Many mine sites are performing significantly below their potential.
What we have observed is that those experiencing poor performance often think investing capital in technology or equipment is the solution. But they haven’t addressed the variability causing the poor performance, so they expand the operating envelope without solving the underlying problem.
David Upton was an Associate Professor of Technology and Operations Management at Harvard when he published a paper called ‘Mechanisms for Building and Sustaining Operations Improvement‘ which proposes:
The first thing to do is reduce variability within your operating envelope to improve average output. Then optimise processes to move performance up, maintaining the same disciplines to run the site with the same variability profile at a higher rate. Once the site hits a constraint, you can then look at capital investments to break the constraint to increase capacity to full potential.

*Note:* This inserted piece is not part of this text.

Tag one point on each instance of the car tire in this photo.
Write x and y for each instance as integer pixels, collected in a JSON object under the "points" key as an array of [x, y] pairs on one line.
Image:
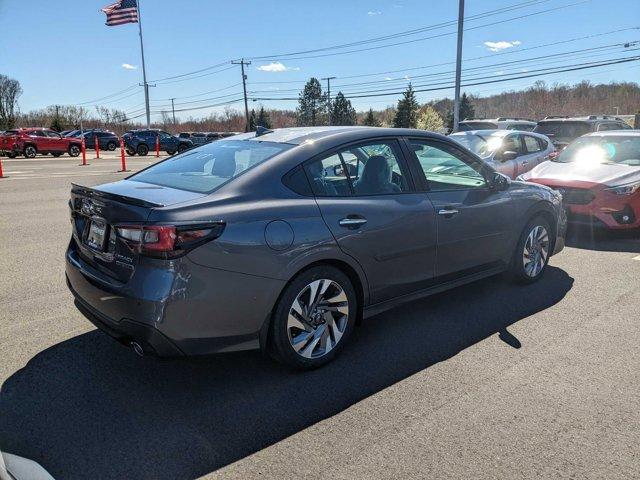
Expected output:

Step 1. Get control to reduce variability
The first serious leap in productivity should come from eliminating day-to-day variability by ensuring that frontline teams have a well thought out plan to execute each shift. This is how Commit Works creates rapid, sustainable improvements in productivity, cost and safety.
Step 2. Optimise and improve processes
After you have successfully reduced variability, it’s time to build upon this and look at how you can improve further. This is when you might engage consultants to help, adjust shifts, modify equipment and make other changes to achieve even better results.
Step 3. Invest capital to increase capacity
After processes across the site have been streamlined, it’s time to leverage these positive changes. The final step of deploying capital allows your site to reach full potential – however it is vital that this final step is taken after the operation is running smoothly.